Please sign this petition for the end of IPPs.
This is a useful petition since it covers the plight of existing IPP prisoners as well as the inherent injustice of IPPs and the need to ‘remove’ them. It’s not quite right about the courses (they are not ‘pre-set… by the courts’) but the sense is clear and absolutely correct. The petition needs many more signatures if it’s to make an impact. Please sign it at http://epetitions.direct.gov.uk/petitions/4361.
If you have a blog, a Facebook page or a Twitter account, or all three, please consider posting an invitation to sign the petition (with a link to it — http://epetitions.direct.gov.uk/petitions/4361)
“KL”: My reply to your message about your son has been returned as undeliverable. Here is what it said:
Sadly, your son’s frustrating experience doesn’t seem to be unique or even unusual, and I don’t have the expertise to advise you on what you or he can usefully do, apart from suggesting that he (and you) could get in touch with the Independent Monitoring Board (IMB) at his prison and ask to see one of its members to discuss his case. There is full information about the IMB on its website at http://www.justice.gov.uk/about/imb.htm, where it says:
“If a prisoner or detainee has an issue that he or she has been unable to resolve through the usual internal channels, he or she can put in a confidential request to see a member of the IMB. Problems might include concerns over lost property, visits from family or friends, special religious or cultural requirements, or even serious allegations such as bullying.” [I have emphasised the requirement to try to “*resolve the issue therough the usual internal channels*” first, which I suppose might mean asking to see the Governor to discuss the problem over having to do the course and why the Parole Board has only now made it a requirement.]
But I am sending a copy of your message and this reply to a lawyer friend who specialises in IPPs in case she can offer you any advice.
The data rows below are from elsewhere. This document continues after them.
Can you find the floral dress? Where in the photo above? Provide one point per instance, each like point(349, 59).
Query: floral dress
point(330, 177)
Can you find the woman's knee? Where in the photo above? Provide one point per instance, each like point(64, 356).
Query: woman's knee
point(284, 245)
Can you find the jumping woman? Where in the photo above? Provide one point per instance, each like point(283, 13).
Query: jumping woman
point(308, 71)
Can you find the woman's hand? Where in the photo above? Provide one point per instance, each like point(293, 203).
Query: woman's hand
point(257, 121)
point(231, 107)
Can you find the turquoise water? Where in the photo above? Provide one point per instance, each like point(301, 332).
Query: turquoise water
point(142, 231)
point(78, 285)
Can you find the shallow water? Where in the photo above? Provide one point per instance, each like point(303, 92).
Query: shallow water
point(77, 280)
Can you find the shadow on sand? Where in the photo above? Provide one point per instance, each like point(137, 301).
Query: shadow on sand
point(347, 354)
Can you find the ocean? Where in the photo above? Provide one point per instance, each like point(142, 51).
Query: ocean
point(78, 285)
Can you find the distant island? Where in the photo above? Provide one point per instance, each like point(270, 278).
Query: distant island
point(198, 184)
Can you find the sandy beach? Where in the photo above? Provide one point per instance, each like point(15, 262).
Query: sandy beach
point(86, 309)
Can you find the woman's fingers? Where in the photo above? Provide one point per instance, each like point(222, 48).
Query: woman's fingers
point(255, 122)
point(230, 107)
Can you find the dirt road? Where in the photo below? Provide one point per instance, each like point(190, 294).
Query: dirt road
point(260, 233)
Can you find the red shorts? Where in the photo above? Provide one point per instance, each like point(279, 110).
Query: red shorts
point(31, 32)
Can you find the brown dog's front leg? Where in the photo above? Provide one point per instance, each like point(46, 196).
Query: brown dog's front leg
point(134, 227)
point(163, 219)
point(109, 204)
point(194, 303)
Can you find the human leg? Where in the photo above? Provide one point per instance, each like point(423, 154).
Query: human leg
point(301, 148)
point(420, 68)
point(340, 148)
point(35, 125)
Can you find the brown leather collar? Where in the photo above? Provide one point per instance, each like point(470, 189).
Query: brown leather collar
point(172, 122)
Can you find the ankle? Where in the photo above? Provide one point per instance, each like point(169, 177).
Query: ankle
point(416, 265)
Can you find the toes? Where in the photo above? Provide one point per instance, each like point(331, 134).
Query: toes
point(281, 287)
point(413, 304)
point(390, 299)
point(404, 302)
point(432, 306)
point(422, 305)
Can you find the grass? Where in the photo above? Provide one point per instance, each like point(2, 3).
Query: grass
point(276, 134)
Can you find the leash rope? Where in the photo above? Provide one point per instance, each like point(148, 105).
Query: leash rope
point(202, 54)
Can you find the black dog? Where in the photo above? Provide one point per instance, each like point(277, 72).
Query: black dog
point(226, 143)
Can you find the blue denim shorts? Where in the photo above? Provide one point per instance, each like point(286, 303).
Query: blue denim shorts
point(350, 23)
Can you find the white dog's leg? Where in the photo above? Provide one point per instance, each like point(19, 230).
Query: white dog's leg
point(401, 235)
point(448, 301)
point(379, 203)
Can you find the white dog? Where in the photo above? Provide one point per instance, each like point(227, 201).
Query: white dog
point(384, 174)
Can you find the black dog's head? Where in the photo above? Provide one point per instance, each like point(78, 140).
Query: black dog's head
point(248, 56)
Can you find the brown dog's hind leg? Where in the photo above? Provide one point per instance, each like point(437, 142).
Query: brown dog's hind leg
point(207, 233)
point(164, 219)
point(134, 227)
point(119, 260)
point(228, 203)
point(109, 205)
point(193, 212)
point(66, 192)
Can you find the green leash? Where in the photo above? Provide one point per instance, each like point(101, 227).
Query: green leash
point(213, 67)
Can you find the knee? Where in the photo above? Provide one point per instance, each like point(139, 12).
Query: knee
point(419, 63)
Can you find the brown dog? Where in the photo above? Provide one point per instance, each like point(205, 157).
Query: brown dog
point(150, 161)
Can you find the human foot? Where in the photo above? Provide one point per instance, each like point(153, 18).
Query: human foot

If so, I expect she will get in touch with you direct, but only if she has any potentially useful advice for you.
I’m very sorry not to be able to do any more than this. I do hope a solution can soon be found and that your son will be released before too long.
[Please send me another message giving me an email address that works!]
I have today received a response from our MP to the letter I wrote last week using your excellent template. It reads
Brian writes: Thank you very much for this. It’s helpful to know that the Ministry of Justice is receiving evidence of public support for replacing IPPs.